Loud music and constant honking
Dumping of trash (plastic bottles, cans, paper) into the gutters by Filipina maids behind the SUV’s of their employers frantically trying to insert the trash through the grating in the street and watching the children while the parents amuse themselves with other things. Half of Kuwait seems to be Filipino—the service people of any restaurant, the maids and trainers, the airport personnel. Then, the workers who are on the lower levels: 3 out of 5 of the taxi drivers we had at random were Iranian. Then, the Bangladeshis, Indians, Pakistanis.
There would appear to be plenty of jobs that pay something for me to do here. I don’t feel like bringing myself out of “the West” right now. Although, I am tired of being understood in a certain way… But, I do not want to live somewhere where I cannot communicate with so much of the population.
Men in dishdashes look sexy to me…these long silouettes with the headdresses and the sandals, looking so damn relaxed and walking so slowly from the inhibiting range the clothing allows for the legs.

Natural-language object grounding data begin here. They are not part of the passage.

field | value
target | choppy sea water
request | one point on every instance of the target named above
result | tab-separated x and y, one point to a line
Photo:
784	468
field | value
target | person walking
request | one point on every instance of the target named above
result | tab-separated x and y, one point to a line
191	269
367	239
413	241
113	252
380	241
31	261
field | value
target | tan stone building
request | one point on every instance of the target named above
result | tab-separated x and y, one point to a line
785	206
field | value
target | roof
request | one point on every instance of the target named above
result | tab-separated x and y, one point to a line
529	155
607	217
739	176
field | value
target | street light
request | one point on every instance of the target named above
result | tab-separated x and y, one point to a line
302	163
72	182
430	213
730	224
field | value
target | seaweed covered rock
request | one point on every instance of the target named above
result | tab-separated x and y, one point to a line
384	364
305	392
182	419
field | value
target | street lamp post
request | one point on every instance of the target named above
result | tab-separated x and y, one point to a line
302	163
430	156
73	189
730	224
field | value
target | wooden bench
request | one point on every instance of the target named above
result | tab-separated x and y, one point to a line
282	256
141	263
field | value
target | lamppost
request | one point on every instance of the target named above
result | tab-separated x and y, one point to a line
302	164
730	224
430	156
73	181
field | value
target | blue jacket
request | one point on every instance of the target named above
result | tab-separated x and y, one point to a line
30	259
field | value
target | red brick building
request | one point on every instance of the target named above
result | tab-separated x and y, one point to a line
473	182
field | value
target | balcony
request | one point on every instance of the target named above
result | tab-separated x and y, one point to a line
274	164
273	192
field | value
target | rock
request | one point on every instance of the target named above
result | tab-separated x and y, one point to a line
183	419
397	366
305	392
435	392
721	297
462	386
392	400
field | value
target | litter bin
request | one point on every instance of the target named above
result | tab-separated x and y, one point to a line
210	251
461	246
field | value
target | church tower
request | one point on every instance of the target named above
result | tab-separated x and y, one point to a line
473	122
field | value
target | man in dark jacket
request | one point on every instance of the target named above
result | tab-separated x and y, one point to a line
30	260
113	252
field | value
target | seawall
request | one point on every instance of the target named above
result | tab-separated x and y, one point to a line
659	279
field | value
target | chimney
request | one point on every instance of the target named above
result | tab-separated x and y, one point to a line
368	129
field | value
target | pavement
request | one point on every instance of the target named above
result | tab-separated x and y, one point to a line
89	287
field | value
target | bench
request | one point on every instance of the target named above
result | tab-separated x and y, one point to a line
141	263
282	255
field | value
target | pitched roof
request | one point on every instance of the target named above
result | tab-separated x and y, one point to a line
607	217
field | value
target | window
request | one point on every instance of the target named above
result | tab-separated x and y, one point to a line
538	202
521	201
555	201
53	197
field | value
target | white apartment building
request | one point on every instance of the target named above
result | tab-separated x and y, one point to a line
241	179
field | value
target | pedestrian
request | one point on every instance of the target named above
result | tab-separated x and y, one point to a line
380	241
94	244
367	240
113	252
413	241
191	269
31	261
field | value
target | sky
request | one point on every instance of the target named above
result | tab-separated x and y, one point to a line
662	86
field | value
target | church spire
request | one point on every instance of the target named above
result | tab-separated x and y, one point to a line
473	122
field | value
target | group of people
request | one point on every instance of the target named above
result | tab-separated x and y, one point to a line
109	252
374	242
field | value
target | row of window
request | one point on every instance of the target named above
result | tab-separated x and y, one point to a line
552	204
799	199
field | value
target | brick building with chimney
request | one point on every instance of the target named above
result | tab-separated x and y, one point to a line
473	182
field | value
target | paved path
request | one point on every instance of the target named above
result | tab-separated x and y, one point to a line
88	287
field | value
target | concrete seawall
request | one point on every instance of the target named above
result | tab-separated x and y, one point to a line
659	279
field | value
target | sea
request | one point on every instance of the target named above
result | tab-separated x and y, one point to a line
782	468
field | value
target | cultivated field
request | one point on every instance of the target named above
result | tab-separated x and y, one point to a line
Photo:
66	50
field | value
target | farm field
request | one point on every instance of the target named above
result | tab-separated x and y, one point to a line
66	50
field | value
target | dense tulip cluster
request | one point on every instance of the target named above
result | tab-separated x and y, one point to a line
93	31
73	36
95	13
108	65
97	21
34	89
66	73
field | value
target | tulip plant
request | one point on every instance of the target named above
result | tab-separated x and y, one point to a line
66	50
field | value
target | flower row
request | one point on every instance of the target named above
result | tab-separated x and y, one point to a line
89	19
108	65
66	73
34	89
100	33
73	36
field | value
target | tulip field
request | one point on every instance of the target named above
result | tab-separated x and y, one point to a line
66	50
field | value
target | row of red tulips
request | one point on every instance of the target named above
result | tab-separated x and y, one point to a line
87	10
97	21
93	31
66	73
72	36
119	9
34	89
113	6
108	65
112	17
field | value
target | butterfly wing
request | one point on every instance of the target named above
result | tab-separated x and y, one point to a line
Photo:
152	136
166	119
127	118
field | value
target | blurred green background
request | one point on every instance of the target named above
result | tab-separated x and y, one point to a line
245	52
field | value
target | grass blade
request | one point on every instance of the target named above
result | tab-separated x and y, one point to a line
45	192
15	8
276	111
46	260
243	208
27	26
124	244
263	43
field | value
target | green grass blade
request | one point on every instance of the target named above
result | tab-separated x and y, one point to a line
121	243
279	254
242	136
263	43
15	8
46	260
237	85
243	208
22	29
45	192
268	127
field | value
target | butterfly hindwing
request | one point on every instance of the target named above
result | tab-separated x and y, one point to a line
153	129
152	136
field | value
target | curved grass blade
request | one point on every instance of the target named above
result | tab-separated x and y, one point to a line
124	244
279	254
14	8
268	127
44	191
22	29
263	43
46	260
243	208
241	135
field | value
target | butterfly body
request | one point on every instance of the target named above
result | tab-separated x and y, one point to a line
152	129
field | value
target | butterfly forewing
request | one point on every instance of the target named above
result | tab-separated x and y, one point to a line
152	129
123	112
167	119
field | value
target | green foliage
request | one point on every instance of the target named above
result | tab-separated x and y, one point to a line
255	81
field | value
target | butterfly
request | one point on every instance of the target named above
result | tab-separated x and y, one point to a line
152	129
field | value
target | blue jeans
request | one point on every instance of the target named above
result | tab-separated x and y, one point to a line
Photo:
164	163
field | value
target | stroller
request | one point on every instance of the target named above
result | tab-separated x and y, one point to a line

All the different signs that can be sent through cloth around the head. And the women are another topic. So many nakobs and women draped in back. What do you call it, exactly? Oppression? Protection? Submission?

And I propose a wet dishdash contest… I enjoyed objectifying the men here, exoticizing them. Who, after all, would have more power in whatever situation? A Kuwaiti man or an American white woman? Would money be the ruling factor? The strength of one’s country? Whose life is worth more?

The use of homosexual relations to get over the strict hetero-social boundaries, relations between men and women, girls and boys. Strategies for achieving sexual fulfillment in the face of restrictions on heterosexual relations.